To me, it seems like $hello gets 7, $there gets 8, and $world gets undef, then that list is evaluated in scalar context, which would result in 3, as that is the number of elements in the list ($hello $there $world). It seems weird to me that context affects which part of the evaluated expression is returned:

my $greeting = (($hello, $there, $world) = (7,8)); #2

my @greeting = (($hello, $there, $world) = (7,8));
my $greeting_length = @greeting; #3

Answer 1

It's documented to count the elements on the right in perlop (the last sentence in the Assignment Operators section):

Similarly, a list assignment in list context produces the list of lvalues assigned to, and a list assignment in scalar context returns the number of elements produced by the expression on the right hand side of the assignment.

The reason it works like that is so that you can write things like this:

while (my ($key, $value) = each %hash) { ... }

If it counted the number of elements on the left hand side of the assignment, that would be an infinite loop.

If you think about it, the number of elements on the left hand side is either the same as on the right hand side or it's a constant (when you're assigning to a list of scalars).
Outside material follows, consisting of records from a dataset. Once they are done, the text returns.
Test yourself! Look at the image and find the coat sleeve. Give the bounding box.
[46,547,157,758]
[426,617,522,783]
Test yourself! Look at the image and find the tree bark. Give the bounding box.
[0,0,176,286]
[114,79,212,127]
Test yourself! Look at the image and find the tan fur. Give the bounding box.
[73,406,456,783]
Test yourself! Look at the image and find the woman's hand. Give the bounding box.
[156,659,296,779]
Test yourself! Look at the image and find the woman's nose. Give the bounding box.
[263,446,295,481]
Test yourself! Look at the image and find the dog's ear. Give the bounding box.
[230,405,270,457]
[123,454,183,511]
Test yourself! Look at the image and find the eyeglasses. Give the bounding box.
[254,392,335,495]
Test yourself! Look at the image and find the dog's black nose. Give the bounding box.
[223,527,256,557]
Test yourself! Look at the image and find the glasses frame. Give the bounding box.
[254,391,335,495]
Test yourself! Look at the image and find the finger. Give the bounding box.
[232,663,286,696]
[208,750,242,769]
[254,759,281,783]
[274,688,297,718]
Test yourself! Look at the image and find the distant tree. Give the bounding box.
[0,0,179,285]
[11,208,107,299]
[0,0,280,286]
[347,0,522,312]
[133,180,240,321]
In the first case, it makes no difference which side you count, and in the second case, counting the right hand side is more useful.
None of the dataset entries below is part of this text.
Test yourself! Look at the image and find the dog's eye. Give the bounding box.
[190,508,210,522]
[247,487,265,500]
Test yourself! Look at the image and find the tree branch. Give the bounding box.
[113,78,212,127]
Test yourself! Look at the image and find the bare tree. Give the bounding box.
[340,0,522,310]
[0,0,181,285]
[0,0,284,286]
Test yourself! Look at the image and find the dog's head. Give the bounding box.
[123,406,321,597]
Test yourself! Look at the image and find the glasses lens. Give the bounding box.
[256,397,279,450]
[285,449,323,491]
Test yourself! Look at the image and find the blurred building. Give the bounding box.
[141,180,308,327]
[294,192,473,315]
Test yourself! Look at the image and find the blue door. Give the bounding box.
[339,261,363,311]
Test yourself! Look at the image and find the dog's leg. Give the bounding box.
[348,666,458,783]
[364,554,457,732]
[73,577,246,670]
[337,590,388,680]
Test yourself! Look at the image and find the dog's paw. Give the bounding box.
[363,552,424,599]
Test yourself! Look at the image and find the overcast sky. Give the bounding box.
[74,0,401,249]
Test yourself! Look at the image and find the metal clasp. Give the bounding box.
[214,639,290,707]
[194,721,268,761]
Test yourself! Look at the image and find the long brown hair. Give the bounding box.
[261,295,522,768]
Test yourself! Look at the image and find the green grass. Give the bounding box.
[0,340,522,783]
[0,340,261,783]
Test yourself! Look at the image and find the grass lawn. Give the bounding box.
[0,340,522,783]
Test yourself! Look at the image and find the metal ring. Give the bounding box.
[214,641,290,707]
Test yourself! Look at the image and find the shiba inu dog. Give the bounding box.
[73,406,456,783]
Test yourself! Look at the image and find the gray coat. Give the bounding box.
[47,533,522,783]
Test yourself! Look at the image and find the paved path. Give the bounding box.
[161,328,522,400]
On the other hand, in list context the assignment operator returns the left hand list, because that's more useful. If you use it in a context that modifies the list elements, you want to modify the variables that were just assigned to.

Re: your comment In your example, (7,8) is a two-element list, which is why the assignment operator returns 2. When you assign a shorter list to a longer list of scalars, the right hand side is not "padded out" with undef before the assignment happens. Instead, any variables that did not have a value associated with them from the right hand list are reset to their default value. For a scalar variable, that's undef. For arrays, that's an empty array. For hashes, that's an empty hash.

Answer 2

It seems weird to me that context effects which side is evaluated:

It doesn't. Both sides (operands) of the list assignment operator evaluated, and whether the list assignment is evaluated in scalar context or list context does not affect the evaluation of the operands whatsoever.

Whether a list assignment is evaluated in scalar context or list context only affects the value it returns.

I have previously created Scalar vs List Assignment Operator, which attempts to make clear the differences between the two assignment operators and how they behave in scalar and list context.